La sociedad española ha demostrado en
múltiples ocasiones, y lo digo con claridad, pero sin acritud, que se encuentra
muy por encima de su clase política. Mientras los gerifaltes de la cosa pública
se empeñan en crear divisiones entre los territorios y la sociedad española a
través proclamas ideológicos basados en la supuesta supremacía étnica y social
de personas y territorios de España, obligándonos a un continuo enfrentamiento;
los ciudadanos de a pie demuestran su unidad, su abrazo común, su unión
solidaria, por encima de cualquier tendencia, en casos tan difíciles y tan
humanos como este que nos ha ocupado estos días.
Todos, sin haberla visto, hemos
reflejado y retenido en nuestra retina la imagen de Julen, un inocente niño de
dos años, víctima de unas circunstancias extrañas, dolorosas y adversas.

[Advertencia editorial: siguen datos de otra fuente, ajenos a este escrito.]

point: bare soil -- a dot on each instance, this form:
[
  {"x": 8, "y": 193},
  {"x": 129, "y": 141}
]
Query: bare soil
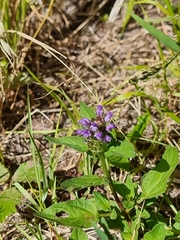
[{"x": 101, "y": 56}]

La empatía con el dolor de los demás
nos activa nuestro propio dolor, como una emoción ajena a nuestro interior o
nuestro entorno físico, pero que nos crea un lazo de unión emocional con el
otro, con los otros, y sentimos esa fuerza anímica que nos lleva a estar allí,
con el que sufre, ayudando, colaborando, participando. Esa es la solidaridad
que late en los genes del pueblo español, y que, en esta, como en tantas otras
ocasiones, han salido a la luz pública.
Ante una tragedia ¿que nos importa la
política, ni las ideologías, ni los territorios, ni lo nacionalismos, ni los
intereses económicos, ni el dinero? Solo existen las manos del alma para
tenderlas hacia el que sufre, solo florece el corazón que siente la emoción
contenida por el dolor ajeno. Sin embargo, la solidaridad no debería permanecer
solo en el dolor, sino también en la felicidad, en la alegría. La solidaridad
completa debería abarcar todos los sentimientos y no solo permanecer en el
sufrimiento. Debemos ser solidarios también en el gozo, en la esperanza, en la
concordia, en la justicia; porque el sentimiento es común, social y humano. El
alma solo sale a la luz cuando la carne se abre en heridas y el sentimiento
solidario solo es puro cuando se desnuda la amargura. Sin embargo, insisto,
también deberíamos solidarizarnos con el bien ajeno. Si dejáramos la envidia a
un lado, para gozar y compartir la alegría del otro, habríamos conseguido
derribar uno de los más grandes muros que nos impiden ser felices.
Nos ocupa hoy el caso Julen, y mi
deseo, como el de todos, es que se haya resulto de la manera más favorable
posible, que esta ilusión y esta esperanza que ha mantenido en pie a los
padres, a la familia, a los trabajadores y voluntarios y a toda España, haya
tenido un final positivo y feliz. Que esta solidaridad desbordante, haya dado
su fruto, que toda esta inquietud y esta tensa espera haya encontrado un final
feliz, como el amanecer de la primavera al final del invierno.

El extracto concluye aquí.